The K12 Security Information Exchange, a nonprofit focused on helping schools prevent cyberattacks, estimates that there have been more than 1,330 publicly disclosed cyberattacks against schools since 2016, when the organization first began tracking them. Hackers have targeted districts of all sizes, including Los Angeles Unified, the nation’s second largest.
Funds for Learning, a consulting company that helps school districts identify how to use E-rate funds to pay for their technology needs, also supports using the program to cover the cost of advanced firewalls.
The organization shared comments from school district officials it surveyed on the issue with the FCC: “Cybersecurity is huge. Support for this is definitely needed,” wrote one official from a rural Wisconsin district. “Network security is mission critical to all K-12 schools,” said another from a rural Vermont district.

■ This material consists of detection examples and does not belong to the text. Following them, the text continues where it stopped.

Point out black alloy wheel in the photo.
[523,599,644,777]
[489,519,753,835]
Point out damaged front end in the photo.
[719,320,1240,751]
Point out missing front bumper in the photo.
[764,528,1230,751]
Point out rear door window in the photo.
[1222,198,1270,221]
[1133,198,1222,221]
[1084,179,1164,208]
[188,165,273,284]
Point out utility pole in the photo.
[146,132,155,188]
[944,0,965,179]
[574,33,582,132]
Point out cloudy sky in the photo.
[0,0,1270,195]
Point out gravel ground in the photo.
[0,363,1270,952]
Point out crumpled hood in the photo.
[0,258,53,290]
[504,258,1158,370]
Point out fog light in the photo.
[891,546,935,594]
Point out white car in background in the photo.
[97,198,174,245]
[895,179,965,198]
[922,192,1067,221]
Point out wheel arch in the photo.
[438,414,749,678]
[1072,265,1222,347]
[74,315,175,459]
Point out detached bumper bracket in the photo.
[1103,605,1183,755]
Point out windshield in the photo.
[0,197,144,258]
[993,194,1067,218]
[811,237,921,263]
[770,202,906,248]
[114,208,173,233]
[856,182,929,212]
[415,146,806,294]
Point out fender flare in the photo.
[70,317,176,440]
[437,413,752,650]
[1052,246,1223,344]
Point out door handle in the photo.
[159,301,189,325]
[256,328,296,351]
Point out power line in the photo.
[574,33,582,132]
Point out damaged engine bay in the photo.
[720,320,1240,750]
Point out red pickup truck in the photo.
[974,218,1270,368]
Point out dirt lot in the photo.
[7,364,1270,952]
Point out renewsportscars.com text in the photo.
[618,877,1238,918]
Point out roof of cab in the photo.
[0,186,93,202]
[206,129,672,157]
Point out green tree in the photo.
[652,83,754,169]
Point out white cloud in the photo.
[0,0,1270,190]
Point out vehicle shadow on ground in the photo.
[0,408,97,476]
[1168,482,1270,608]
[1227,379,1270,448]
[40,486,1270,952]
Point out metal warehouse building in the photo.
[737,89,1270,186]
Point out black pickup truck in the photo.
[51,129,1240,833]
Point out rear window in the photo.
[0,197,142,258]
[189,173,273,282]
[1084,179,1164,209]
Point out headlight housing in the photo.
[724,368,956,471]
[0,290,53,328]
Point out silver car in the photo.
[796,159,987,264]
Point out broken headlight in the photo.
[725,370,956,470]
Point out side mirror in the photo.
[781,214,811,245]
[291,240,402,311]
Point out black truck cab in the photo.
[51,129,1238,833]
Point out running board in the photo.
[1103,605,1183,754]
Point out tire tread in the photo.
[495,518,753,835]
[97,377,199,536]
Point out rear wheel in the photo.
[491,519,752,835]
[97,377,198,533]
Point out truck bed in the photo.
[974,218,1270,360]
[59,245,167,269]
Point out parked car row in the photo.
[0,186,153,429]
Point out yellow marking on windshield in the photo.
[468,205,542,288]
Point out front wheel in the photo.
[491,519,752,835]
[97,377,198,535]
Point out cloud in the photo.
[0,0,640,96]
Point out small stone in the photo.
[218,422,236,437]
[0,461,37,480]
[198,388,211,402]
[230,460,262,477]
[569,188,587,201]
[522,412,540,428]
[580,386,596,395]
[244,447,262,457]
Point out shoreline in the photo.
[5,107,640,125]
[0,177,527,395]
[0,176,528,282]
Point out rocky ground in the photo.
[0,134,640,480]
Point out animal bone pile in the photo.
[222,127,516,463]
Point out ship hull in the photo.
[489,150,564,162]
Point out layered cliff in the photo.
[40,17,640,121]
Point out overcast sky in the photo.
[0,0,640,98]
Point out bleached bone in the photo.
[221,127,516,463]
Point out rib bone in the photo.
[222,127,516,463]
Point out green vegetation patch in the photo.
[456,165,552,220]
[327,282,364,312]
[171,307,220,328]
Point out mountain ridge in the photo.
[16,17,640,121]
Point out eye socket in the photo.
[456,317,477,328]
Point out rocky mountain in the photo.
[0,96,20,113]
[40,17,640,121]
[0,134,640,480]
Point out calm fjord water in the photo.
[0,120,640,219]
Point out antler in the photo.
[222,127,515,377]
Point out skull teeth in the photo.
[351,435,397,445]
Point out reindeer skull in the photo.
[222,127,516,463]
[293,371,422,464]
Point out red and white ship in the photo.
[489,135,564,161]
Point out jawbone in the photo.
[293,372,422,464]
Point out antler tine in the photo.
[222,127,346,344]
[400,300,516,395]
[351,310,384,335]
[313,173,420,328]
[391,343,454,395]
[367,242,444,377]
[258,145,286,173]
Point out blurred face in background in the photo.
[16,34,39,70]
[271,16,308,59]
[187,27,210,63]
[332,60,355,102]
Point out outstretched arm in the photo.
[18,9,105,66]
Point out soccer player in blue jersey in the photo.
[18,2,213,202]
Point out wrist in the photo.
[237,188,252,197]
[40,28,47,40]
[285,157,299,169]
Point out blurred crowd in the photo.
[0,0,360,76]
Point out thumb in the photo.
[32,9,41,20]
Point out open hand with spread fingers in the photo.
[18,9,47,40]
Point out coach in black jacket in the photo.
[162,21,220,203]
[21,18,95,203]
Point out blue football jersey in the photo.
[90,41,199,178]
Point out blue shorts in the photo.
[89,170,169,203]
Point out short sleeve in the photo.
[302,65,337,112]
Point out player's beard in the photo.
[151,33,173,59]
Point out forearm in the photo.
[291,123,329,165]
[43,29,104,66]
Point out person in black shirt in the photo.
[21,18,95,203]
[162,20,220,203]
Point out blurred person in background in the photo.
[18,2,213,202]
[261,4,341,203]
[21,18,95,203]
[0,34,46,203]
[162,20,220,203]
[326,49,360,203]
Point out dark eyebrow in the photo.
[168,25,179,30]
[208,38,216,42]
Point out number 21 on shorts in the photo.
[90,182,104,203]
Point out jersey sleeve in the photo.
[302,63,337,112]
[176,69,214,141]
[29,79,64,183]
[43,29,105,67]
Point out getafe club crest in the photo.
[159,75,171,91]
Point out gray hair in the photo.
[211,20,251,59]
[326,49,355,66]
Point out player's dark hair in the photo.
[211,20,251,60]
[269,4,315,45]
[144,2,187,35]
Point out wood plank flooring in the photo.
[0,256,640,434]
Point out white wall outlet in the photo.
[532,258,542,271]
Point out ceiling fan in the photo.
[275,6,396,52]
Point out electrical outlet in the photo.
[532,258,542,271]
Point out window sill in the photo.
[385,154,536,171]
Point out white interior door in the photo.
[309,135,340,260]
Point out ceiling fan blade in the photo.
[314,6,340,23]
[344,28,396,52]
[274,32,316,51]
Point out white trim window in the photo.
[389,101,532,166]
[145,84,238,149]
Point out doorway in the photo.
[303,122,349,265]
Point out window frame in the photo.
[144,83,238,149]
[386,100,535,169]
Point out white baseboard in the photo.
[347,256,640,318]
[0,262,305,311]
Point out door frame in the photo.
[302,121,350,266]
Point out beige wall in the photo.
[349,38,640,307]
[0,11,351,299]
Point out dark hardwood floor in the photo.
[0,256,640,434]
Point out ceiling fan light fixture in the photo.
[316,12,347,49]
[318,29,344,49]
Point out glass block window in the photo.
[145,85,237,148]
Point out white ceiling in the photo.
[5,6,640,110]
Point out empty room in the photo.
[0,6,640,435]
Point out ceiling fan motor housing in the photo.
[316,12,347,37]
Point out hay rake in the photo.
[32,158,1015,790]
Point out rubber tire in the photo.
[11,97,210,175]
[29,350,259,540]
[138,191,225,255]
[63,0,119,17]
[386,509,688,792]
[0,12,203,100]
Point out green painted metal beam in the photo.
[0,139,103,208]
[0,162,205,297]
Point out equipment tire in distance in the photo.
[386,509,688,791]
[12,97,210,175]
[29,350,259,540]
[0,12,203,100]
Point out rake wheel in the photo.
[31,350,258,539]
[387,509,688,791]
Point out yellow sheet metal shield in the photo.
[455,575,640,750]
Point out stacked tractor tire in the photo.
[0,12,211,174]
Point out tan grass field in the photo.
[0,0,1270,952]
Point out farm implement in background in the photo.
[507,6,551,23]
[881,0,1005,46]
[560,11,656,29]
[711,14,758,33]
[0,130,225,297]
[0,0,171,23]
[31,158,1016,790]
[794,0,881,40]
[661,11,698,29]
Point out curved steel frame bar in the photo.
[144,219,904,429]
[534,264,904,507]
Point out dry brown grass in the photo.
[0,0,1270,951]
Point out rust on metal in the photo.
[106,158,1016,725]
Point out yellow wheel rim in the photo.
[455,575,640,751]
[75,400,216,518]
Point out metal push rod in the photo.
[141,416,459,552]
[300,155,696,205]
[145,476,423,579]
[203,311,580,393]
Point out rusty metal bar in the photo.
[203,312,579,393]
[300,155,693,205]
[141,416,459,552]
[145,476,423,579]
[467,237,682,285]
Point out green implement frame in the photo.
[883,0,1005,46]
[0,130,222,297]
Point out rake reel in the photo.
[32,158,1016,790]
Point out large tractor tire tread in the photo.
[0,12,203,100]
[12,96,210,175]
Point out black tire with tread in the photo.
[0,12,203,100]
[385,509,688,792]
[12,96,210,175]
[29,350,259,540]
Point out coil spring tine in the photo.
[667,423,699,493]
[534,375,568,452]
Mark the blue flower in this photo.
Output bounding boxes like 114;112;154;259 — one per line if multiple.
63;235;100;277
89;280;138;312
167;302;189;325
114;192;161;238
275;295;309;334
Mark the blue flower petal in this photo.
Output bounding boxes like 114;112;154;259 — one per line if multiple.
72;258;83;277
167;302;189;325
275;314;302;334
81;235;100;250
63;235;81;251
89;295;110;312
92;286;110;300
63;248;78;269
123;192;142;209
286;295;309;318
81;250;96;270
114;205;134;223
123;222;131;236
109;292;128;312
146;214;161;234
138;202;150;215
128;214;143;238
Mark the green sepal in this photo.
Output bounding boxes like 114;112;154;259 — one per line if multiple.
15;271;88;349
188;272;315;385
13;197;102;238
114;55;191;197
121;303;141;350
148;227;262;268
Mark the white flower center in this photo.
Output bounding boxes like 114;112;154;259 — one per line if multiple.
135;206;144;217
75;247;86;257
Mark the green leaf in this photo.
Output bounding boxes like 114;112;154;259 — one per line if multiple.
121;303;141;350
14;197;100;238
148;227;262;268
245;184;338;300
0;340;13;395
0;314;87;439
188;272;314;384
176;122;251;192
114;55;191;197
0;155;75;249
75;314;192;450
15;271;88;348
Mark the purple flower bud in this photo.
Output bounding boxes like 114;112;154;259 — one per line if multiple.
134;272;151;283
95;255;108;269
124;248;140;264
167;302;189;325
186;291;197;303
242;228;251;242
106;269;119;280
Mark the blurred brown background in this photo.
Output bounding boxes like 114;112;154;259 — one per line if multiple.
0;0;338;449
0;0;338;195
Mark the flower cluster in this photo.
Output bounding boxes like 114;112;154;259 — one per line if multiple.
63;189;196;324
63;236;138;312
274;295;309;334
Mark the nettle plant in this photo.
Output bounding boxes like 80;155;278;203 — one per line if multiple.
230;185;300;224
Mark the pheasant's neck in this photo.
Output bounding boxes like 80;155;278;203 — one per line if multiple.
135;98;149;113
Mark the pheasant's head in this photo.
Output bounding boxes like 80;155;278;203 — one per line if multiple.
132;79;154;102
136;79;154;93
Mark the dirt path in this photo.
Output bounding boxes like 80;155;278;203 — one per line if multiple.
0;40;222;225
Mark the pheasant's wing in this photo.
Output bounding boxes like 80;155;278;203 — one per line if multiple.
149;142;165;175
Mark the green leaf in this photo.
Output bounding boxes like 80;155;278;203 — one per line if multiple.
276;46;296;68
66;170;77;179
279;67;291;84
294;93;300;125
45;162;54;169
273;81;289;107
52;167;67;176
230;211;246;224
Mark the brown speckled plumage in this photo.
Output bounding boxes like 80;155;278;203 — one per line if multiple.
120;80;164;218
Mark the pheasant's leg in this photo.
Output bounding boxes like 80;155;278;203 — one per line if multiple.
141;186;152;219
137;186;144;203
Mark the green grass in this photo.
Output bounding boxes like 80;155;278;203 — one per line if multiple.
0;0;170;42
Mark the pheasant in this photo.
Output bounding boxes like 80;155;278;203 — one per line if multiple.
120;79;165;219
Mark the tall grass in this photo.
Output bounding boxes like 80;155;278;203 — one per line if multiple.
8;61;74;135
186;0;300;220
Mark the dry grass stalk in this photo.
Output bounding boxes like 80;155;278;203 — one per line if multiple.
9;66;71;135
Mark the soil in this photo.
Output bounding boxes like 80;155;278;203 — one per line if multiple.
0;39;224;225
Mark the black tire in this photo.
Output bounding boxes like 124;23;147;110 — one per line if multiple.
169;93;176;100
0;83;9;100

‘A holistic strategy” for preventing cyberattacks
But having the FCC take on such a big role related to cybersecurity is not a no-brainer, since other federal agencies, particularly the U.S. Department of Education and the Cybersecurity Infrastructure Security Agency (CISA) also have responsibility for helping schools secure their networks, said Doug Levin, the national director of the K12 Security Information Exchange and a prominent expert on cybersecurity and schools.
In fact, CISA has advised schools to implement other fixes than advanced firewalls, such as training staff members on cybersecurity measures, putting in place multi-factor authentication, and patching exposed servers, Levin said. They have not recommended advanced firewalls, which can require ongoing maintenance and monitoring, he added.
“CISA in their first ever report on K-12 lays out the components of a holistic strategy for mitigating K-12 cyber risk,” said Levin in an email. “This is a big deal.”
Krueger agrees that dealing with the problem will require action by states, local districts, and other federal agencies, not just the FCC. But for the agency “not to even be in the game, when it’s the biggest funder of technology, is crazy,” Krueger said.
Though Levin is not convinced it’s the right move to give the FCC influence over cybersecurity, he thought the comments on the agency’s proposal underscored the need for some sort of federal funding to prevent and mitigate school cyberattacks.
In the face of current threats, “schools need more robust, targeted federal assistance,” Levin said.